Джулия-Энн зажгла ему сигарету и откинулась на подушку, скрестив ноги.
– Наши соседи не были такими уж плохими, – сказала она. – Ну, может быть, некоторые из них и были. Просто я не могла допустить, чтобы вы думали обо всех плохо. Иногда и хорошие, по крайней мере порядочные, люди совершают плохие поступки. А иногда действительно верят, что поступают правильно.
– А вы не думаете, что это просто отговорка? – спросил Гас. – Или вы верите в какие-то внутренние моральные принципы у этих людей?
То, как он это сказал, заставило меня подумать, что он сам верит в подобные принципы. Такое искренне удивило бы меня еще несколько недель назад, но теперь это обрело для меня смысл.
– Может быть, мы и начинали с этого, – сказала она, – но с возрастом все меняется. Сможете ли вы продолжать верить, что добро – это хорошо, а зло – плохо, если все вокруг говорят обратное? Наверное, да, но только в том случае, если вы верите, что умнее их всех.
Дэйв вернулся с тремя стаканами воды в руках и раздал их один за другим. Джулия-Энн, казалось, не хотела оставаться с сыном в одной комнате, но ни она, ни Гас не предложили ему уйти. Вероятно, это потому, что Дэйву было около тридцати лет и он сам платил за дом, в котором мы находились.
– Многие из этих людей, – продолжала Джулия-Энн, – были не столь уж и богаты. Я имею в виду не только деньги. Там было много сирот. Были люди, которые отдалились от своих семей, просто потеряли своих супругов и детей. Поначалу Новый Эдем вызывал у меня такое чувство… как будто причина, по которой все в моей жизни пошло не так, заключалась в том, что прежде я жила не совсем правильно. Как будто у них были ответы на все вопросы. Все они казались мне такими счастливыми, удовлетворенными жизнью. Но после моей полноценной жизни, полной желаний – иногда даже не желаний чего-то конкретного, а просто желаний, я чувствовала, что их мир недостаточно велик и ярок. Это как отодвинуть занавес и заглянуть в артистическую гримерку.
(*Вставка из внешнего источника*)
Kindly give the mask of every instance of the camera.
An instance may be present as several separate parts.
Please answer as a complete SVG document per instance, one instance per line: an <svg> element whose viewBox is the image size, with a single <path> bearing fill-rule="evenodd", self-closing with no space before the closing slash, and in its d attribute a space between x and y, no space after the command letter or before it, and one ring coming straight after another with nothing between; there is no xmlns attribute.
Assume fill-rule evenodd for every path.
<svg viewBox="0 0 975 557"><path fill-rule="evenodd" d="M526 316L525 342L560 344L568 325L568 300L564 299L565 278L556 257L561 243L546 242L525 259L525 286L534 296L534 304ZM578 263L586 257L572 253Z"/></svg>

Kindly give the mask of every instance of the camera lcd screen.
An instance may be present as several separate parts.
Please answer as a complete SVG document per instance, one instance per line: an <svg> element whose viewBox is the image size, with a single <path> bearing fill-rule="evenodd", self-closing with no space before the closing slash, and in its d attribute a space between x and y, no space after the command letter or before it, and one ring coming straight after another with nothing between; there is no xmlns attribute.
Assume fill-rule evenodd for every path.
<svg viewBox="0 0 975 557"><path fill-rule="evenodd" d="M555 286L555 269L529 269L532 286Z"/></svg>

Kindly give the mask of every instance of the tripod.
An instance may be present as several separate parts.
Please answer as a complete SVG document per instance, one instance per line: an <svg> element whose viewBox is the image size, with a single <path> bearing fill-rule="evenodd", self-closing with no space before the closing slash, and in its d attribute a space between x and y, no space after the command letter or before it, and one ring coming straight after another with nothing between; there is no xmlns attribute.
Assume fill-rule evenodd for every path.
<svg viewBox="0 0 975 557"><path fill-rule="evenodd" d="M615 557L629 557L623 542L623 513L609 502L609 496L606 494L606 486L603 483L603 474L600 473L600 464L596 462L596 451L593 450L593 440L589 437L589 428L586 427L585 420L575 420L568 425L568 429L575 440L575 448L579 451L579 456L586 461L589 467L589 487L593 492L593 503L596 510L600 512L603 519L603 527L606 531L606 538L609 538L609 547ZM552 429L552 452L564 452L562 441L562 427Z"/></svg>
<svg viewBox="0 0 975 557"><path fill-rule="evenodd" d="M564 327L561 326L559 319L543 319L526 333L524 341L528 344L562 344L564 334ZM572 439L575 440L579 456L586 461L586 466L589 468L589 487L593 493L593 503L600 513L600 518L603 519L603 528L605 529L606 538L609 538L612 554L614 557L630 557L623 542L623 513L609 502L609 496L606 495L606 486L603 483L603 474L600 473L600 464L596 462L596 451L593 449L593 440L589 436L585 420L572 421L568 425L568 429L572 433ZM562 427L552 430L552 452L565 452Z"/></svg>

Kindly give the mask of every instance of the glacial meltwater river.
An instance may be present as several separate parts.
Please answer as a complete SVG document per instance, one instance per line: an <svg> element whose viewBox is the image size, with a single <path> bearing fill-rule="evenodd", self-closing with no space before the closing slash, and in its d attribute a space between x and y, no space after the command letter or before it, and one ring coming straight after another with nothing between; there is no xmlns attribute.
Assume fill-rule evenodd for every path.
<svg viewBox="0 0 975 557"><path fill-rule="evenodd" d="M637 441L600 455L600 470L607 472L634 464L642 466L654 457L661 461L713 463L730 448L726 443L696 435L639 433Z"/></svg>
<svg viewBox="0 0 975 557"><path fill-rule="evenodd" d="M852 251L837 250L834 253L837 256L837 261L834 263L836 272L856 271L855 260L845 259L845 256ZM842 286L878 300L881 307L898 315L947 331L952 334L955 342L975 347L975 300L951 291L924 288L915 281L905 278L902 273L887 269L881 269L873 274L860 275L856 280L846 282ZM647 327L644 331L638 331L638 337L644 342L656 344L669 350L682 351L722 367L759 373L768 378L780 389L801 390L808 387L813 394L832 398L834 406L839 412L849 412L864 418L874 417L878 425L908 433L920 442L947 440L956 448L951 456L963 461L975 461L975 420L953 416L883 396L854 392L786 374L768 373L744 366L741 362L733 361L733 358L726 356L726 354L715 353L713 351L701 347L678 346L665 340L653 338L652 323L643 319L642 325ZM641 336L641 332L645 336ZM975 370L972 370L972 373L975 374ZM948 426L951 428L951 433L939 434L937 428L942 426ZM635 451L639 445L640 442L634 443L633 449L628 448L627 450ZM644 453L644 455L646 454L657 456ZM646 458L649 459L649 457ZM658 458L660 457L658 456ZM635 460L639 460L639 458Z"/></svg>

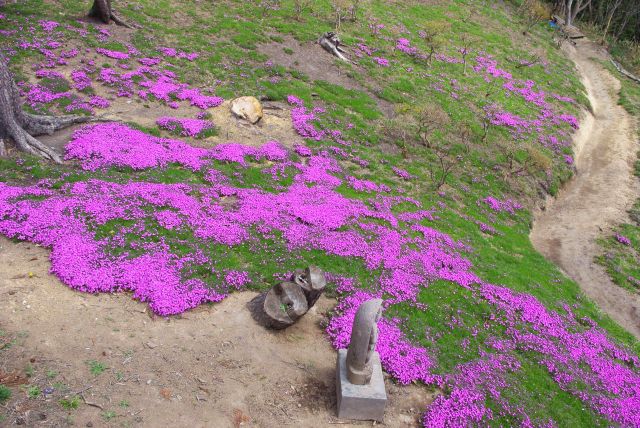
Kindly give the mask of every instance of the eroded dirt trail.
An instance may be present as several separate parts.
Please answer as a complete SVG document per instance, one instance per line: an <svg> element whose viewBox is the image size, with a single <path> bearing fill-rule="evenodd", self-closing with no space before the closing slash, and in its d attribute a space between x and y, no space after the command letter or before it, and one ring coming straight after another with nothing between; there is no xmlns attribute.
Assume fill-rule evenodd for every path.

– Удивительно, но я получала ответы на свои вопросы. Это было похоже на решение какого-то математического уравнения. И знаете что? В какой-то степени это сработало! По крайней мере, на какое-то время. Вы следовали их правилам, выполняли их ритуалы, носили их одежду, ели их пищу, и вам казалось, что весь мир начинает светиться изнутри. Ничто уже не казалось обыденным. Там были молитвы на любой случай, мылись ли мы в ванной, принимали ли душ или оплачивали счета. Впервые я почувствовала благодарность за то, что осталась жива.
– Это было тем, что они могли сделать для нас, – продолжила она. – А потом пошли наказания, когда мы, по их словам, начали оступаться и терпеть неудачи. Мне казалось, что на пробке в ванной лежит гигантская рука, которая только и ждет, чтобы выдернуть ее, и тогда тебя смоет. И мой муж… Он был хорошим человеком… хорошим, но потерянным.
Взгляд матери метнулся к Дэйву, она сделала медленную затяжку.
– Он собирался стать архитектором, строить спортивные стадионы и небоскребы. Он любил рисовать… и был чертовски хорош в этом. А потом я забеременела Дэйвом. Тогда я училась в старших классах, а он знал все, что нужно было знать на этот случай. Нам пришлось быть практичными, во всем ужиматься, и он ни разу не пожаловался.